Morand et Viel réunis à San Jose, mais dans des camps opposés

Antoine Morand et Jeffrey Viel ont beau être les meilleurs amis du monde, ils ne se feront pas de cadeaux à San Jose, où les recrues des Ducks d’Anaheim et des Coyotes de Phoenix prendront part dès samedi à un tournoi regroupant également les Sharks et l’Avalanche du Colorado.

Le capitaine Viel, pour un, avoue que ce sera étrange de voir Morand dans un autre uniforme que le sien sur la glace.

«J’ai hâte de jouer contre lui même si ça va être bizarre. Une chose est sûre, je ne lui donnerai pas de chance», lance-t-il en pouffant de rire.

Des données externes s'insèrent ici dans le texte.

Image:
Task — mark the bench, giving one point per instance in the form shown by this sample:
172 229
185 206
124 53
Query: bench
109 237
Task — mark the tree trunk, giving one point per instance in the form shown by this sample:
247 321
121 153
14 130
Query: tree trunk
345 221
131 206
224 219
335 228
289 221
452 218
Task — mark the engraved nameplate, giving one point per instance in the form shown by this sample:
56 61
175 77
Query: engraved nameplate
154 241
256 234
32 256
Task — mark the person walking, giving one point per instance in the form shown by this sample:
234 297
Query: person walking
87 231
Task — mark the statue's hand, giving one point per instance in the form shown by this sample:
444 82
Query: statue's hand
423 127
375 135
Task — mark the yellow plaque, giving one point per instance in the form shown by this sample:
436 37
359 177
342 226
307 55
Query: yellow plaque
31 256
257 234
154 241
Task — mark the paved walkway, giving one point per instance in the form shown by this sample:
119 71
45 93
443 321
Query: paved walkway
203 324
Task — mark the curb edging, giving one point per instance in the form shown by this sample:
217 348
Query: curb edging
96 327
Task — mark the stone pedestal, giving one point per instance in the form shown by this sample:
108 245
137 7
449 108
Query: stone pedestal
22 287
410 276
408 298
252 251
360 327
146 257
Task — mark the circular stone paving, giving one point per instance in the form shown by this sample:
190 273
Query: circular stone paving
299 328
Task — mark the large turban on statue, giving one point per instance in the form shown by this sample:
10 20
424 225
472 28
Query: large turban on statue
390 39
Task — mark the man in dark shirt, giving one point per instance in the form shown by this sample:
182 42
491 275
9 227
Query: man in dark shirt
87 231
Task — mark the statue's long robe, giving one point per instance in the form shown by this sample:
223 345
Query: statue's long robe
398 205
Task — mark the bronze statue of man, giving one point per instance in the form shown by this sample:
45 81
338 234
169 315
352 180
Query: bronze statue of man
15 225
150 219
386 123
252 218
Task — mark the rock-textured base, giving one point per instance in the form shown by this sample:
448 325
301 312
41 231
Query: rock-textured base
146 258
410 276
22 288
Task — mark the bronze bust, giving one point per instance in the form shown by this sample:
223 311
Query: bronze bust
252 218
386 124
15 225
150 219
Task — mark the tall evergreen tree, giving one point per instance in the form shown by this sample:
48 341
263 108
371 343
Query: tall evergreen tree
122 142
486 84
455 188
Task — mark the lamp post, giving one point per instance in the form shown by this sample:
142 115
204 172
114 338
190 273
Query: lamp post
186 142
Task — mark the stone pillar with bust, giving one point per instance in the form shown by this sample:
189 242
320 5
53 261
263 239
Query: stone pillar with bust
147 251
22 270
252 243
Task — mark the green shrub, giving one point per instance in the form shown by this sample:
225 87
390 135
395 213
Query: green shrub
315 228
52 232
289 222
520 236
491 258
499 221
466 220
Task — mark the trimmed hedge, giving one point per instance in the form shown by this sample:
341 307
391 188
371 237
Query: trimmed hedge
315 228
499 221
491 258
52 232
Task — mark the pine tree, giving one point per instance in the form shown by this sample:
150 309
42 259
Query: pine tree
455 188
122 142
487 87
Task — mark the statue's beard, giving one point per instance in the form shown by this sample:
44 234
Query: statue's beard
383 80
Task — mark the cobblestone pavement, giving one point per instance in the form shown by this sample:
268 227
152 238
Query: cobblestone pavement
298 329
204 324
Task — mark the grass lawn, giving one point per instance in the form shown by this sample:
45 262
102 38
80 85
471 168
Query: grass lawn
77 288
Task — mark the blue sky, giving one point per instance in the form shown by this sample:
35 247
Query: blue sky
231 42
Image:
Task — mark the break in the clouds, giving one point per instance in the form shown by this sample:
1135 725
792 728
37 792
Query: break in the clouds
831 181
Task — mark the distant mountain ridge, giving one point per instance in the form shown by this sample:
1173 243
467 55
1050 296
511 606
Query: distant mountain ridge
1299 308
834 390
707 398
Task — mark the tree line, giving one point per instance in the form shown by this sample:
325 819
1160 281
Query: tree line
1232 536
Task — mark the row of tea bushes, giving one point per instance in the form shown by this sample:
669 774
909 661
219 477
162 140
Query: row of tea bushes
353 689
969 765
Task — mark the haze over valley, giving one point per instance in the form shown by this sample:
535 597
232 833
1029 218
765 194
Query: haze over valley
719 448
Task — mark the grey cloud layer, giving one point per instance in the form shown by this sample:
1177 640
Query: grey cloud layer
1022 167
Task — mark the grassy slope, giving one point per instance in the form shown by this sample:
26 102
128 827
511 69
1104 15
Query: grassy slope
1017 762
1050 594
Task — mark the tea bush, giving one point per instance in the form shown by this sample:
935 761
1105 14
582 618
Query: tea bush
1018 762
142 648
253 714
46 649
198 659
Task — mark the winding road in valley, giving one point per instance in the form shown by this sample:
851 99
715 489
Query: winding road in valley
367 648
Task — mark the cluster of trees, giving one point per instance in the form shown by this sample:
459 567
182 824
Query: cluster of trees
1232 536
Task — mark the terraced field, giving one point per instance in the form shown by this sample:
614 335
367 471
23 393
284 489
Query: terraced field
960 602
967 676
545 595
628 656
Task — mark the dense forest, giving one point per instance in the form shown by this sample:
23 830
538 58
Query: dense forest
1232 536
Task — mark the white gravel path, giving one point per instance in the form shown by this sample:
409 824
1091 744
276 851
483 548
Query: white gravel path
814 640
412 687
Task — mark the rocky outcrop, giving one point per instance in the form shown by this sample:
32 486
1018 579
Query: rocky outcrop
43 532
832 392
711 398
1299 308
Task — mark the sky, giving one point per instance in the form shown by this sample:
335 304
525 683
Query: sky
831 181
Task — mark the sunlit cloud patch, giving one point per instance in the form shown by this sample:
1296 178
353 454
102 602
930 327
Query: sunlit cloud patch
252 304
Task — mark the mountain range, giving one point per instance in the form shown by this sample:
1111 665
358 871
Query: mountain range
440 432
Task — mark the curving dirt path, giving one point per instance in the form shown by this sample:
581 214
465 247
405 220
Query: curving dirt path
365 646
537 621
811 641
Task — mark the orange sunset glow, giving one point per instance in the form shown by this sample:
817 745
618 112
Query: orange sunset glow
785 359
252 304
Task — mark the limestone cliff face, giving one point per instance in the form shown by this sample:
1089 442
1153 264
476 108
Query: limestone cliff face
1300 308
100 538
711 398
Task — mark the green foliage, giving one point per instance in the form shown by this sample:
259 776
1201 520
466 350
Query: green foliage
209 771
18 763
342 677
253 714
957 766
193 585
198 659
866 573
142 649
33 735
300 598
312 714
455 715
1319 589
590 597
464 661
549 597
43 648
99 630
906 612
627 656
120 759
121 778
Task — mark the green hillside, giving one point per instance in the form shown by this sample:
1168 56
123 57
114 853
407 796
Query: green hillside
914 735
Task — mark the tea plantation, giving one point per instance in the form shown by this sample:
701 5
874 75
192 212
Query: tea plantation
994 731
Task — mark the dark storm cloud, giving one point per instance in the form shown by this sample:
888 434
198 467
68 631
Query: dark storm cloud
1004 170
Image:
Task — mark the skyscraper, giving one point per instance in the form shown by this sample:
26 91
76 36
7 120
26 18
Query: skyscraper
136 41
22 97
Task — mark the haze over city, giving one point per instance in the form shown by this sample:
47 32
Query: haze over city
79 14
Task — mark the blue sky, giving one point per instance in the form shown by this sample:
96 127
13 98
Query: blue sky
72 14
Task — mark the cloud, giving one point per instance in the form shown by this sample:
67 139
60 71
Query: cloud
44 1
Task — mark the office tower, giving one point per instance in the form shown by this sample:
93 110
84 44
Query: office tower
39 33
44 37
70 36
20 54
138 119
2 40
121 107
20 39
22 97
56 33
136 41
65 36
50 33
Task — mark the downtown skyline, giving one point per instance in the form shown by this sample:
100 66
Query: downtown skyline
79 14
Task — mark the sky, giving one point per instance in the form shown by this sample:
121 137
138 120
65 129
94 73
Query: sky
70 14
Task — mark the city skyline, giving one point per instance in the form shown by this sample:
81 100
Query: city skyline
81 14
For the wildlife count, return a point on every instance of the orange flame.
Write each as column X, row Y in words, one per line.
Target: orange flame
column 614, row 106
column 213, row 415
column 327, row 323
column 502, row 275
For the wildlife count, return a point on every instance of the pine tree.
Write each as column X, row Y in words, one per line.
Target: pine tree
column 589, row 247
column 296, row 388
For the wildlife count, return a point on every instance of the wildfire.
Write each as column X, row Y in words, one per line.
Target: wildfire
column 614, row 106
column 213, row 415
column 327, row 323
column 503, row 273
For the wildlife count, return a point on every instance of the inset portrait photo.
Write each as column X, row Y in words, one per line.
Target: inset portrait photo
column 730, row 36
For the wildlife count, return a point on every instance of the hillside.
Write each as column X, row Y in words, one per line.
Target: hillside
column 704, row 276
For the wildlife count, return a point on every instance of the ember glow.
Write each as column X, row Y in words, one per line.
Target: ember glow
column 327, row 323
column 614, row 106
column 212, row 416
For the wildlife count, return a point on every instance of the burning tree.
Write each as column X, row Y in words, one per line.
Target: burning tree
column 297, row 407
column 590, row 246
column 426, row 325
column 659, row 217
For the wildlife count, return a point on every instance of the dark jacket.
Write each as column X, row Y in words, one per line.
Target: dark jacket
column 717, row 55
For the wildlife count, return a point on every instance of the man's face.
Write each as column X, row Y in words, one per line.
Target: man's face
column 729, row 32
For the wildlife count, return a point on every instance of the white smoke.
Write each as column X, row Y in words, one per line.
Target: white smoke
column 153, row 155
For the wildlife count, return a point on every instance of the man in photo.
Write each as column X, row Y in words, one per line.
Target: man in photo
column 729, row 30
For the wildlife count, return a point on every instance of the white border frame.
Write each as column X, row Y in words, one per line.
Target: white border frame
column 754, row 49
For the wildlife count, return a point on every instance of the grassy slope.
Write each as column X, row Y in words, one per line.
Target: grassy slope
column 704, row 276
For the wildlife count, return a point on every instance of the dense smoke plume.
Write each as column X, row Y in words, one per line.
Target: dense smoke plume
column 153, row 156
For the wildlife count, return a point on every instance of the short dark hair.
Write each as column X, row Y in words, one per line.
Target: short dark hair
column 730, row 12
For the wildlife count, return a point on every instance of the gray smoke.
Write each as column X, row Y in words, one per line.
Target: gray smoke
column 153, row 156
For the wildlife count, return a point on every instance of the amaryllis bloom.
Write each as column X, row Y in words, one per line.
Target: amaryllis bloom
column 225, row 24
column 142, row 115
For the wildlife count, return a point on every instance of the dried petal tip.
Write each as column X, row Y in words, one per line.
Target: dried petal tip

Lorsque mis au courant des intentions de Viel, Morand a lui aussi ri aux éclats, avant d’ajouter «moi non plus, mais c’est de bonne guerre».

«En fait, je trouve ça excitant d’affronter Jeff parce que nous nous sommes énormément encouragés au cours des deux dernières années. Cela dit, Jeff reste plutôt le genre de joueur que tu préfères avoir dans ton équipe que dans l’autre camp», souligne-t-il avec justesse.

Morand, un choix de deuxième ronde des Ducks (60e au total) en juin, se dit davantage excité que nerveux à l’idée de prendre part à un premier camp professionnel.

«Bien sûr qu’il y a un peu de stress, mais j’ai l’intention de profiter du moment présent le plus possible. Je veux jouer avec confiance», mentionne le talentueux numéro 88 du Titan d’Acadie-Bathurst, un centre réputé pour sa vision du jeu et ses talents de passeur.

«Je suis ici d’abord et avant tout pour apprendre et aussi pour démontrer aux dirigeants des Ducks ce dont je suis capable de faire. Je veux amener mon niveau de jeu à celui de la Ligue nationale pour prouver que j’évoluerai un jour dans cette ligue», ajoute-t-il.

Morand, auteur de 28 buts et 46 passes pour 74 points la saison dernière, dit avoir mis les bouchées doubles au cours des derniers mois afin d’arriver prêt pour ce camp.

«J’ai mis beaucoup d’effort sur l’aspect physique ainsi que sur mon explosion sur patins. Je veux devenir un joueur plus rapide et plus solide dans mes batailles à un contre un dans les coins de patinoire. J’ai aussi gagné de la masse musculaire cet été et ça va certainement m’aider cette saison», ajoute le hockeyeur âgé de 18 ans.

De son côté, Viel, qui n’a pas été repêché mais qui a reçu une invitation à participer au camp des Sharks, voit cette nouvelle opportunité, après celle de l’an dernier avec l’Avalanche, de convaincre un club de la LNH de lui offrir un contrat.

«C’est mon principal objectif, dit-il. Et je pense que j’ai des chances si je montre ce que je sais faire en jouant mon style de jeu. La balle est dans mon camp et c’est à moi de me démarquer.»

Le style de Viel, un ailier gauche de 6 pi 1 po et 185 livres, c’est de patiner en ligne droite en bousculant tout ce qui est dans son chemin et de foncer au filet. Il n’hésitera pas non plus à jeter les gants si ça peut aider l’équipe. La saison dernière, Viel y est allé d’une deuxième campagne consécutive de plus de 30 buts tout en accumulant au-delà de 100 minutes au cachot.

Viel, qui se livre toujours tel un livre ouvert en entrevue, a fait rigoler l’auteur de ces lignes lorsque questionné sur l’importance qu’accorde le directeur général des Coyotes John Chayka sur les statistiques avancées (Corsi).

«Je n’ai aucune idée c’est quoi un Corsi», a rétorqué en riant le Rimouskois âgé de 20 ans.

Pour ceux et celles qui, comme le capitaine du Titan, se demandent ce qu’est un Corsi, il s’agit d’une compilation de statistiques qui doit son nom à l’ancien gardien de la LNH Jim Corsi. Ce dernier est le premier à avoir commencé à compiler toutes les tentatives de lancers effectués dans un match afin d’analyser le travail d’un gardien. De nos jours, le Corsi aide à mesurer l’impact de chaque joueur dans une équipe.